In [1]:
%load_ext sql
%sql sqlite://

'Connected: @None'

# SQL Basics

## Creating Tables

We can create SQL tables either from scratch or from existing tables. 

* Each `SELECT` clause specifies the values for one row
* Each `UNION` is used to join rows together
* `AS` clause gives a name to each column
    * The `AS` doesn't need to be repeated for remaining rows after the first.

In [None]:
%%sql
CREATE TABLE [table_name] AS
    SELECT [val1] AS [column1], [val2] AS [column2], ... UNION
    SELECT [val3]             , [val4]             , ... UNION
    SELECT [val5]             , [val6]             , ...;

For example,

In [2]:
%%sql
CREATE TABLE big_game AS
  SELECT 30 AS berkeley, 7 AS stanford, 2002 AS year UNION
  SELECT 28,             16,            2003         UNION
  SELECT 17,             38,            2014;

 * sqlite://
Done.


[]

## Selecting From Tables

In [None]:
SELECT [columns] FROM [tables] WHERE [condition] ORDER BY [columns] LIMIT [limit];

* `SELECT [columns]`: which columns we want to include for the output table
    * `[columns]` is a comma-separated list of column names
    * `*` can be used to select all columns
* `FROM [table]` : which table we want to grab the columns from
* `WHERE [condition]` filters the rows that will be displayed in the output table
* `ORDER BY [columns]` orders the rows by the rows within the `[columns]`
* `LIMIT [limit]` limits the number of rows in the output table by the integer `[limit]`

Below is an example of choosing all of Berkeley's scores from the `big_game` table, but only for year later than 2002.

In [3]:
%%sql
SELECT berkeley FROM big_game WHERE year > 2002;

 * sqlite://
Done.


berkeley
17
28


And below are the scores for both Berkeley and Stanford, but only during the years when Berkeley won:

In [4]:
%%sql
SELECT berkeley, stanford FROM big_game WHERE berkeley > stanford;

 * sqlite://
Done.


berkeley,stanford
28,16
30,7


And below, we select the years when Stanford scored more than 15 points.

In [5]:
%%sql
SELECT year FROM big_game WHERE stanford > 15;

 * sqlite://
Done.


year
2014
2003


## SQL Operators

Expressions in the `SELECT`, `WHERE`, and `ORDER BY` clauses can contain one or more of the following operators:
* comparison operators: `=`, `>`, `<`, `<=`, `>=`, `<>`, `!=`
* boolean operators: `AND`, `OR`
* arithmetic operators: `+`, `-`, `*`, `/`
* concatenation operators: `||`

An example: Output the ratio of Berkeley's score to Stanford's score each year

In [7]:
%%sql
SELECT berkeley / stanford FROM big_game;

 * sqlite://
Done.


berkeley / stanford
0
1
4


Note that SQL automatically does integer division.
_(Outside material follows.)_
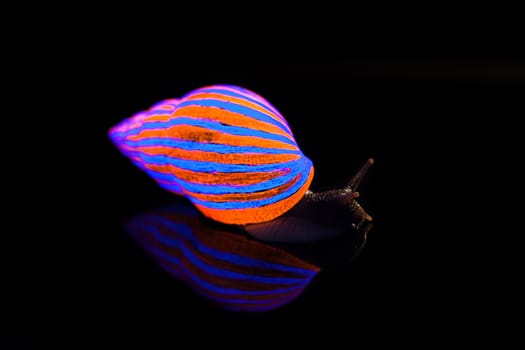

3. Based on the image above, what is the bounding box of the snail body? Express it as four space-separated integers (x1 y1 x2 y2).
109 85 373 239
If we want `float` division, one of the number has to be a `float`.

In [9]:
%%sql
SELECT berkeley * 1.0 / stanford FROM big_game;

 * sqlite://
Done.


berkeley * 1.0 / stanford
0.4473684210526316
1.75
4.285714285714286


And below is the sum of scores in years where both teams scored over 10 points,

In [3]:
%%sql
SELECT berkeley + stanford FROM big_game WHERE berkeley > 10 AND stanford > 10;

 * sqlite://
Done.


berkeley + stanford
55
44


And finally, below is an example of a table with a single column and a single row containing the value `"hello world"`.

In [4]:
%%sql
SELECT "hello" || " " || "world";

 * sqlite://
Done.


"""hello"" || "" "" || ""world"""
hello world


# Joins

To select data from multiple tables, we can use `joins`. There are many types of joins, but the one we'll be using is the `inner join`. To perform an `inner join` on 2 or more tables, simply list them out in the `FROM` clause of a `SELECT` statement.

In [None]:
SELECT [columns] FROM [table1], [table2], ... WHERE [condition] ORDER BY [columns] LIMIT [limit];

We can select from **multiple different tables** or from **the same table multiple times**. 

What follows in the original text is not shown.